The engine (it’s a 3.0-litre V6 turbodiesel) is a proper workhorse, with enough torque mid-range to feel quick everywhere you need it, and the fact it has even less character than an F1 car (also a V6 turbo) hardly damns it. True, I would hope a car with ‘Sport’ and ‘AMG’ in its name would make more noise. But my neighbours like it.
By Greg Fountain
Month 1 running a Mercedes-Benz CLS Shooting Brake: the welcome
Before you can buy a McLaren P1 you have to have some tuition on how to drive it. Makes sense – it’s a complicated car. Before you buy a CLS Shooting Brake, however, you need tuition in explaining why you bought it. This also makes sense and is equally complicated.
It’s an estate, isn’t it? No, it’s a Shooting Brake. Which differs from an estate how?
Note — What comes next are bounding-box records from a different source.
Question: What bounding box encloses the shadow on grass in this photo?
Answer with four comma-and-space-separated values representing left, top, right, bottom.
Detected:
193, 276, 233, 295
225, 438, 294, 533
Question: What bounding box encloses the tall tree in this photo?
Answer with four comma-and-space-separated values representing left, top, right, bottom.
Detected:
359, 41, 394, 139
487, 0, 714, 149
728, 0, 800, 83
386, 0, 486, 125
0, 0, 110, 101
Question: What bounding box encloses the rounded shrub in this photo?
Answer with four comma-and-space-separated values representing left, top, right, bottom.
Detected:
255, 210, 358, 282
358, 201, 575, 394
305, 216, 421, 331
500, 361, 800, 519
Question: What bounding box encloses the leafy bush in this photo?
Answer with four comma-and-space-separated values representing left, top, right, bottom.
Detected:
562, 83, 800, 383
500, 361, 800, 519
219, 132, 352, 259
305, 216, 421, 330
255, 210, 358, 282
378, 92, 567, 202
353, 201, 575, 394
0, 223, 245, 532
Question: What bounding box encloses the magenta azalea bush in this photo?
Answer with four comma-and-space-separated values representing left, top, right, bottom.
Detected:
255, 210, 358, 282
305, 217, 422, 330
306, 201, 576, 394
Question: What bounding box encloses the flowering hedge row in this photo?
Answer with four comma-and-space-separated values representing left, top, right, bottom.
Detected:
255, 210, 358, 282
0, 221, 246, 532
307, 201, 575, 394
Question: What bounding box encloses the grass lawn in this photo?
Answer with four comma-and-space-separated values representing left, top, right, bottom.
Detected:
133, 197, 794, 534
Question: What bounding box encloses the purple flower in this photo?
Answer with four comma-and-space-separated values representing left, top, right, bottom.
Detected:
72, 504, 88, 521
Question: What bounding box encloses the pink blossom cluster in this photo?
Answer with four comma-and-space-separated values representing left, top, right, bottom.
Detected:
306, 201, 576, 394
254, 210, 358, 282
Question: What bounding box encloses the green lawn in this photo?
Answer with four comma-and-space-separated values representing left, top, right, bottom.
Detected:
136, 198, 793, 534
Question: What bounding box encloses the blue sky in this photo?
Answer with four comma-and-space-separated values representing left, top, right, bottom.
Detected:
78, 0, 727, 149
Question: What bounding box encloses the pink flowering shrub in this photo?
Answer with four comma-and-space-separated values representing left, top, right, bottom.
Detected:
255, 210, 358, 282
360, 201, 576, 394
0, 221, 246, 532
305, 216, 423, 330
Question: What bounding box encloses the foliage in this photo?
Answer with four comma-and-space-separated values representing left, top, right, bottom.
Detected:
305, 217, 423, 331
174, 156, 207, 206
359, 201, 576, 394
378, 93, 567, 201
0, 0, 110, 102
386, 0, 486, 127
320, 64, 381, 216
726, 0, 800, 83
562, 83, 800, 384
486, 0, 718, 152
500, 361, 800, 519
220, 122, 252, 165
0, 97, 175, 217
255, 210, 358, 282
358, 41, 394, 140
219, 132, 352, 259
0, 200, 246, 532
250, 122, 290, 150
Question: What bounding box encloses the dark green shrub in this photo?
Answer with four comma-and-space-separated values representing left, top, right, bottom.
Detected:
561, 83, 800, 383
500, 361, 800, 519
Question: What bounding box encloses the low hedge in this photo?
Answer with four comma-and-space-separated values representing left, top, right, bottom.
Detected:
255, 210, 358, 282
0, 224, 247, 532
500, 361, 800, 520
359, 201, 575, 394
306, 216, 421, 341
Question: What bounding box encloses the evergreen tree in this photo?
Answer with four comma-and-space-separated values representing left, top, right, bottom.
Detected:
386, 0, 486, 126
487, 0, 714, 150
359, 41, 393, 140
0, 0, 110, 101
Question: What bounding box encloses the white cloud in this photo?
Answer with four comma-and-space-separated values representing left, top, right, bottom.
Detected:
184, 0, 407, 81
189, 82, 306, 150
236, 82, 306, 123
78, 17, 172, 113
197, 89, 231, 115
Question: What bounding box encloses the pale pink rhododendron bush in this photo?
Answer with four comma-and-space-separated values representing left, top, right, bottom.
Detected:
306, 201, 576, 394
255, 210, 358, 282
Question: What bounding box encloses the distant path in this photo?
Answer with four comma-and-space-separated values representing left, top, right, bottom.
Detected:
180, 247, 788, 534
The boot’s smaller but it’s more stylish. If it’s smaller, is it cheaper than, say, an E-class estate? No, it’s £15k more expensive. What is it then, sporty or something? Not really, it’s a six-cylinder diesel with an automatic gearbox.
You get the picture. Refine your patter in advance. You’ll thank me.
Personally, I think the CLS Shooting Brake is delicious. It’s a car that flays any notion of Germanic rationality. It’s a flash of sheer inspiration of the sort you might expect of, say, Renault – the difference being that nobody ever bought a quirky executive car from Renault because it would be slightly rubbish and would depreciate quicker than an ice-cream in the sun. People do buy CLSs, though, despite the fact that, back in 2004 when the first CLS was launched, we didn’t think they would. A four-door coupe? What for? Former colleague Tim Pollard coined the phrase ‘coupaloon’ in honour of the CLS (although we subsequently barred its use due to it being too annoying). But the CLS needed a new word because there hadn’t been anything like it before.
The Shooting Brake’s schtick basically consists of: ‘If you thought the CLS was daft…’ Spun off the back of the second-generation CLS in 2012, the wagon version managed to preserve the swoopiness of the donor car while raising its rear roofline to create 590 litres of bootspace (and 1550 with the seats folded). An E-class estate has 695/1950 litres, but then it does resemble the boxes you can stack easily within it. So it’s a compromise.
Our CLS is powered by the 3.0-litre V6 turbodiesel engine, offering a cautious 261bhp but a thumpy 457lb ft of torque, the latter making up in the mid-range for the off-the-line shrug of the former (we eschewed the alternative diesel, a 2.1-litre four with less power than an Eon customer after a nasty storm). Ours is not a fast car as such (6.6sec 0-62mph, 155mph) but then it’s no slouch either. From the driver’s seat it does feel as if there’s a bit of personality disorder going on – the ying of a seven-speed auto that isn’t the slinkiest meeting the yang of steering that’s forensically weighted for a satisfying drive. Okay the ride’s a bit fruity when storm-damaged roads do their thing, but then we are stuck, for now, on winter tyres. And overall, it’s sooo untroubling to drive. I love it.
I’d heard mutterings that persons possessing a, ahem, fuller figure, might find the proportions of the Shooting Brake a bit squeezy. It has small door apertures, a narrow beam and low ceilings in the back, after all. Nothing of the sort! It’s comfier than a mink onesie (so I’ve heard).
You can put this CLS on the road for £56,025, but naturally we didn’t put it on the road until we’d spent a further £2605 on such non-negotiables as a Memory Package (£715), Harman Kardon surround-sound (£650), reversing camera (£390) and heated front seats (£350). Also, the (gorgeous) porcelain leather and (rather chic) piano-black lacquer trim relieved us of a monkey, no questions asked.
So, me and CLS, we’re good to go. I completed my ‘why I bought it’ course, and scored low marks. But I told the truth: ‘There’s no rational excuse for this car. So I had to have it.’